Pairwise long format (default)
from rustfuzz.join import fuzzy_join
# 5 catalogues — produces 5×4 = 20 ordered pairs
arrays = {
"source": ["Apple iPhone", "Galaxy S23"],
"shopA": ["iphone 14", "galaxy s23 ultra"],
"shopB": ["Apple Iphone", "Samsung Galxy"],
"shopC": ["iPhone Pro", "GalaxyS23"],
"shopD": ["iPhne", "galaxys 23"],
}
rows = fuzzy_join(arrays, n=1) # 2 elements × 20 pairs = 40 rows
Wide / pivoted format (join_wide)
Returns one row per source element with match columns for every other array — ideal when you want a single output table:
from rustfuzz.join import MultiJoiner
catalogues = ["Apple iPhone 14", "Samsung Galaxy S23", "Google Pixel 7"]
shop_a = ["iphone 14 pro", "galaxy s23 ultra", "pixel 7a"]
shop_b = ["Apple Iphone", "Samsung Galxy", "Google Pixal"]
inventory = ["Apple Inc phone", "Samsung S23", "Pixel phone 7"]
joiner = (
MultiJoiner()
.add_array("catalogues", texts=catalogues)
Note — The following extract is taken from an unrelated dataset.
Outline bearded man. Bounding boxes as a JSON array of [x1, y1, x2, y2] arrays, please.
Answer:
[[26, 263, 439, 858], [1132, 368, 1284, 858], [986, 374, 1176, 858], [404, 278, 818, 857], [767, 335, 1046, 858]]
.add_array("shop_a", texts=shop_a)
.add_array("shop_b", texts=shop_b)
.add_array("inventory", texts=inventory)
)
# One row per catalogue entry, with best match in each other array
rows = joiner.join_wide("catalogues", n=1)
for r in rows:
print(f"{r['src_text']:<22} "
f"shop_a={r['match_shop_a']!r:<20} "
f"shop_b={r['match_shop_b']!r:<20} "
f"inventory={r['match_inventory']!r}")
Output:
Apple iPhone 14 shop_a='iphone 14 pro' shop_b='Apple Iphone' inventory='Apple Inc phone'
Samsung Galaxy S23 shop_a='galaxy s23 ultra' shop_b='Samsung Galxy' inventory='Samsung S23'
Google Pixel 7 shop_a='pixel 7a' shop_b='Google Pixal' inventory='Pixel phone 7'
join_wide with n=2 returns lists per column:
rows = joiner.join_wide("catalogues", n=2)
# rows[0]["match_shop_a"] == ["iphone 14 pro", "galaxy s23 ultra"]
# rows[0]["score_shop_a"] == [0.025, 0.012]
join_wide with how="inner" drops source rows that have no qualifying match in any target:
Pandas / Polars integration
import pandas as pd
# Long format
df_long = pd.DataFrame(joiner.join(n=1))
# Wide format — ready to merge with your master table
df_wide = pd.DataFrame(joiner.join_wide("catalogues", n=1))
print(df_wide.columns.tolist())
# ['src_array', 'src_idx', 'src_text',
# 'match_shop_a', 'score_shop_a',
# 'match_shop_b', 'score_shop_b',
# 'match_inventory', 'score_inventory']
Performance Notes
- All cross-array scoring is Rayon-parallel — uses all CPU cores automatically.
- BM25 index per target array is built once and reused for all source queries in a pair.
- Sparse dot product uses a merge-join on sorted
(token_id, weight)pairs — O(n+m) instead of O(nm). - Dense cosine is a SIMD-friendly dot product in Rust — same throughput as a tuned BLAS gemv on unit vectors.
join_wideis a Python-side pivot of the Rust pairwise results — no extra Rust calls.- Memory footprint: one BM25 index per active (src, tgt) text pair + source/target arrays held in Python.
Scaling to millions of rows
For very large arrays (>100k docs), consider pre-filtering with a fast ANN library (e.g. FAISS, hnswlib) and feeding the candidate set as a smaller array to MultiJoiner rather than doing a full cross join.